1: Walthers TT: I got caught with one of the 90 footers as well. It looks the part, & almost identical to out NSW 90ft tables. Problems with it included, flimsy weak plastic, jerky rotation, & very ambiquous instructions on how to power the thing.
I checked out the new powered 130ft table, totally unprototypical for our conditions, but for the price of $400.00, I chose a locally produced one that measured in at a scale 125ft. Again not prototypical but makde of pressed metal, brass & some urethane. The reason why the table was built oversize was for those who model U.S railroads, but also for those who have various versions of our garrats. While they were 100" wheel base they were ove 106 length over buffers, & in the model form some came in at a scale 115 wheel base, so the 125 was a compromise. it comes with a belt ddrive & pin indexing, the problem with this is that it stops at each road, but at the price & the utter strength of the table it is the best option, although expensive.
I also checked out the people who advertise in MR turntables made to order.

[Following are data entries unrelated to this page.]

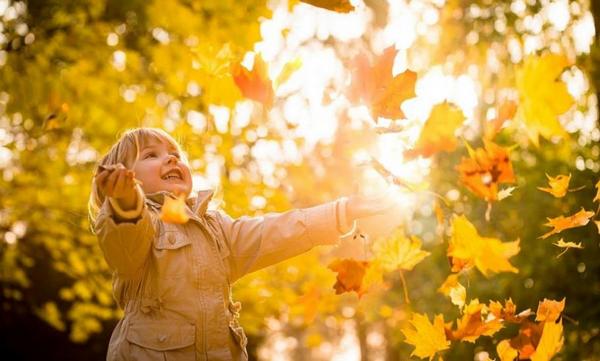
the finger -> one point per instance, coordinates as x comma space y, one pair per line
120, 182
111, 183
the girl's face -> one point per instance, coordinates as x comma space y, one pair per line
160, 168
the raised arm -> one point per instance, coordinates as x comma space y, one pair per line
124, 226
257, 242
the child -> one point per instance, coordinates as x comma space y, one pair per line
174, 280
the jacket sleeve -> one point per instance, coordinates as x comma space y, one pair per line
125, 237
258, 242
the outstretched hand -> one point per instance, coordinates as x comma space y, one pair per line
117, 182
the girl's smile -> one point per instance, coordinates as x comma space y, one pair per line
160, 168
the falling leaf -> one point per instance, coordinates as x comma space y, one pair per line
508, 311
473, 324
549, 310
468, 248
437, 134
174, 210
542, 96
550, 343
485, 169
505, 351
561, 223
558, 185
340, 6
427, 338
375, 86
288, 70
566, 246
453, 289
505, 193
254, 84
399, 252
350, 274
505, 111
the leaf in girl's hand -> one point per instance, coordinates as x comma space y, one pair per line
427, 338
399, 252
561, 223
473, 323
566, 246
437, 134
550, 310
340, 6
542, 95
374, 85
558, 185
453, 289
467, 248
505, 193
485, 169
173, 210
350, 274
254, 84
505, 351
288, 70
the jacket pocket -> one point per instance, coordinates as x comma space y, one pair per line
162, 340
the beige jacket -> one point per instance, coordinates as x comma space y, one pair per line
174, 280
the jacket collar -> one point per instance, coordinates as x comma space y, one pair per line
197, 204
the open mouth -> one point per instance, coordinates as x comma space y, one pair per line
173, 174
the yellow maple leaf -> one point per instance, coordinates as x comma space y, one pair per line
542, 96
558, 185
173, 210
399, 252
437, 134
550, 343
427, 338
288, 70
467, 248
473, 324
561, 223
566, 246
549, 310
454, 289
505, 351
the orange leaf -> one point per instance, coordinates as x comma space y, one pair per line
173, 210
485, 169
466, 248
340, 6
558, 185
427, 338
254, 84
473, 324
350, 275
375, 86
549, 310
437, 134
561, 223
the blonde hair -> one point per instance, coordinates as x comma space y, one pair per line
126, 151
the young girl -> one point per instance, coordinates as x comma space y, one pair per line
174, 280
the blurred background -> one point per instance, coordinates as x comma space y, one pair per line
75, 74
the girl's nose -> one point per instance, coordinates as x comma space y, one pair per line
171, 159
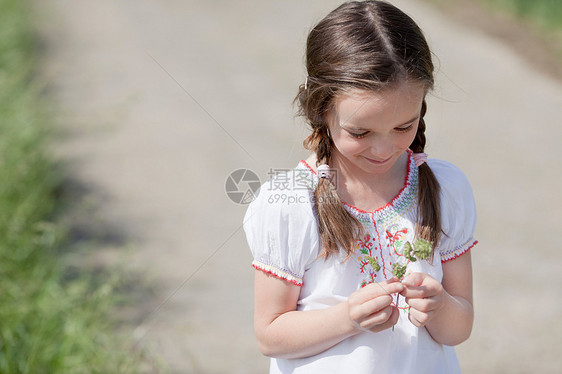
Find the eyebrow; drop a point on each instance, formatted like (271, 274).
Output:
(343, 125)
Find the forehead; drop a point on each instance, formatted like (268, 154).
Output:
(389, 106)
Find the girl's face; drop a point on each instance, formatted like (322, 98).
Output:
(371, 130)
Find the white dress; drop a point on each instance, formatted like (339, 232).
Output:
(281, 228)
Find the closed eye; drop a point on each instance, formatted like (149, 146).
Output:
(405, 129)
(357, 135)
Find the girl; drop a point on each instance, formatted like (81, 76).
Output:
(362, 251)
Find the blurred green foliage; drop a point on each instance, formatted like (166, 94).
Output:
(47, 324)
(547, 14)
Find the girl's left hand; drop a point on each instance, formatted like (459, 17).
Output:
(425, 296)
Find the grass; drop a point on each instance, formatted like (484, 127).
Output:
(48, 323)
(546, 14)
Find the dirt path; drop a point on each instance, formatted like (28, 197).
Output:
(162, 100)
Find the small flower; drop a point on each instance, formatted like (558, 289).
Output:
(398, 270)
(407, 252)
(422, 248)
(373, 262)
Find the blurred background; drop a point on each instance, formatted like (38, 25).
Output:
(122, 120)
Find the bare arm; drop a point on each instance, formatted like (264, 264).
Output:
(445, 308)
(284, 332)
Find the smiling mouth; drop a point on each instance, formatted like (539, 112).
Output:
(375, 162)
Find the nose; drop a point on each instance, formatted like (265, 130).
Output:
(380, 147)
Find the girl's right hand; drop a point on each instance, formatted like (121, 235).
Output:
(370, 307)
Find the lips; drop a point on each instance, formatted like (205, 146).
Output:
(378, 162)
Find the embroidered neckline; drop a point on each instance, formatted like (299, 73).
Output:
(399, 203)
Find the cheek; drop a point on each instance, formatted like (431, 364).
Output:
(405, 140)
(348, 146)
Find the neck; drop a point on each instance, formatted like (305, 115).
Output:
(367, 190)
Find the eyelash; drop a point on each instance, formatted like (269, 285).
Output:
(399, 129)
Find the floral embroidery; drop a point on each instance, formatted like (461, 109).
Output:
(368, 262)
(397, 238)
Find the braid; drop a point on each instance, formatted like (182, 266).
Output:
(418, 145)
(429, 209)
(336, 226)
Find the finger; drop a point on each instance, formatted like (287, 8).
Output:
(378, 289)
(374, 305)
(414, 279)
(379, 318)
(416, 292)
(419, 319)
(423, 305)
(391, 321)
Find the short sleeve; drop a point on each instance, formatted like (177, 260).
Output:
(458, 210)
(281, 229)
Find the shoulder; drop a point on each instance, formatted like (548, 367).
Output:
(453, 182)
(458, 209)
(447, 174)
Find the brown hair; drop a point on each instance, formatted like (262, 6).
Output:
(369, 45)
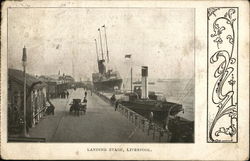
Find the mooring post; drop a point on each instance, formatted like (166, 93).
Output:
(153, 131)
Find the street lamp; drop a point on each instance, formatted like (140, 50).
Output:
(24, 62)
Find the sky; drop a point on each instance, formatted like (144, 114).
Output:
(56, 38)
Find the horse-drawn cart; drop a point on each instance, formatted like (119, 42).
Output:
(77, 107)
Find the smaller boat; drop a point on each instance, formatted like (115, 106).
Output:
(139, 82)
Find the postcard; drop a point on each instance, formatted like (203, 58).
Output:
(125, 80)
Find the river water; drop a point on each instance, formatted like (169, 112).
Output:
(177, 91)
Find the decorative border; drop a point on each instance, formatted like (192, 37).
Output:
(222, 78)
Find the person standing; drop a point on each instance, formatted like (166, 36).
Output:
(67, 94)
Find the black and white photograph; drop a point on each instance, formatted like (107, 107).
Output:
(101, 75)
(124, 80)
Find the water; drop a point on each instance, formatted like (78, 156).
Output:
(177, 91)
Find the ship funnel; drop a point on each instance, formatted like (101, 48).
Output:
(144, 82)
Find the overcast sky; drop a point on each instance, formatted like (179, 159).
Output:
(162, 39)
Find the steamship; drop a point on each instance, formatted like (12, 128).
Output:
(144, 102)
(105, 80)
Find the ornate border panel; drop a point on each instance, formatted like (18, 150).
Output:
(222, 78)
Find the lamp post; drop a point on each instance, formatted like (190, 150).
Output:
(24, 61)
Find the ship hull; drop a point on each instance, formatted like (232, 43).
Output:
(108, 85)
(144, 108)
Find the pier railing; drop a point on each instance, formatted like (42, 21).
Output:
(157, 132)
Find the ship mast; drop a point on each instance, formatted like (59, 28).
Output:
(100, 41)
(96, 51)
(106, 43)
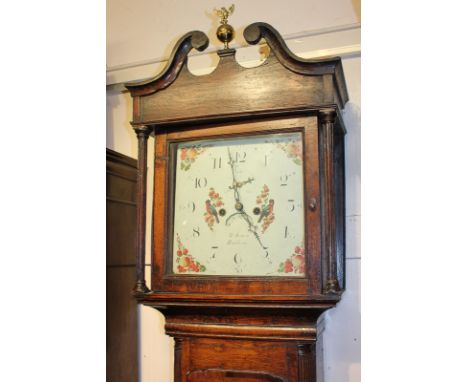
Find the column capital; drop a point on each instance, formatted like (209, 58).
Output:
(142, 131)
(327, 115)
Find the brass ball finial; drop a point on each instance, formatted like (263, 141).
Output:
(225, 32)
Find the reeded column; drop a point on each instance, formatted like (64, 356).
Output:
(327, 121)
(142, 133)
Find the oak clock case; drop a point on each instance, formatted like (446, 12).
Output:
(248, 214)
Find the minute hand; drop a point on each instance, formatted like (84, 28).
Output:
(239, 207)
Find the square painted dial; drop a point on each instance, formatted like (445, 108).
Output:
(239, 206)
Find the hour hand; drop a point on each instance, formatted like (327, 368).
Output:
(211, 210)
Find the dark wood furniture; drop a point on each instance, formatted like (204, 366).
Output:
(121, 309)
(250, 328)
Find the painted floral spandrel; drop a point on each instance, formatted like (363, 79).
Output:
(295, 263)
(186, 263)
(188, 155)
(293, 149)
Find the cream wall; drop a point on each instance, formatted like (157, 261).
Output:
(141, 35)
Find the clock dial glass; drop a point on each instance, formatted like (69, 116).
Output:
(239, 206)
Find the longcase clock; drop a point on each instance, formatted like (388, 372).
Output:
(248, 214)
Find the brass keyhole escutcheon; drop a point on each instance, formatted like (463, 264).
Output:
(313, 204)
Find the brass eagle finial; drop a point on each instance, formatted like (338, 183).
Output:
(225, 32)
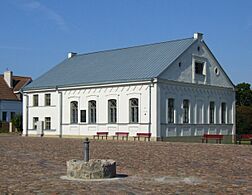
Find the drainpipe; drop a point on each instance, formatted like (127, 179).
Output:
(150, 86)
(59, 112)
(26, 113)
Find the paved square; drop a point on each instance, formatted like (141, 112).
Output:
(35, 165)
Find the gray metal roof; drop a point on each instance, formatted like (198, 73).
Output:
(119, 65)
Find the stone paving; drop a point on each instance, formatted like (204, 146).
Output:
(35, 166)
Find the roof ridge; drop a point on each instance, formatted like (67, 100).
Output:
(130, 47)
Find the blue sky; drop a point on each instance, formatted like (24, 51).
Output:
(35, 35)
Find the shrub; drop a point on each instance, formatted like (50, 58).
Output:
(244, 120)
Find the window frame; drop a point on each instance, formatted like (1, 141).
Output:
(34, 122)
(186, 111)
(47, 123)
(199, 70)
(112, 111)
(133, 110)
(35, 100)
(13, 114)
(74, 112)
(83, 117)
(223, 113)
(92, 107)
(211, 112)
(4, 116)
(47, 99)
(171, 110)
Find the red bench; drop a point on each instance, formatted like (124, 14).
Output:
(101, 134)
(244, 137)
(216, 137)
(144, 135)
(121, 134)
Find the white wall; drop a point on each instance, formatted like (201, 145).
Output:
(122, 93)
(197, 95)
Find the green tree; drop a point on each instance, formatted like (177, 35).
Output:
(17, 122)
(243, 94)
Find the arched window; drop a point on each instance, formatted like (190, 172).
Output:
(223, 112)
(211, 113)
(112, 111)
(185, 111)
(133, 106)
(74, 112)
(92, 111)
(170, 110)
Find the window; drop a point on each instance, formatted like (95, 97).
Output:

With exchange rate too expensive, beside they never answered 3 emails of mine.
2: We had a common use of the turntables in depots with roundhouses beside just for entering, storage & departing engines. Often engines in repairs were required to be moved, or the engine & tender seperated to different roads or, a dead engine to be turned & put back into the same or another road for additional work.
This required the positioning of in steam engines on the different roads across the table. An engine would thus pull the dead one on to the bridge, where the engine was chocked & set, the engine in steam would move off the bridge, & stable. The required turning would take place, with an engine positioned opposite the locations where it was required to be put, then the engine would be pushed & positioned in its new position.
This also occured in some depots where wagone repair facilites were available, & the above events took place with wagon moves.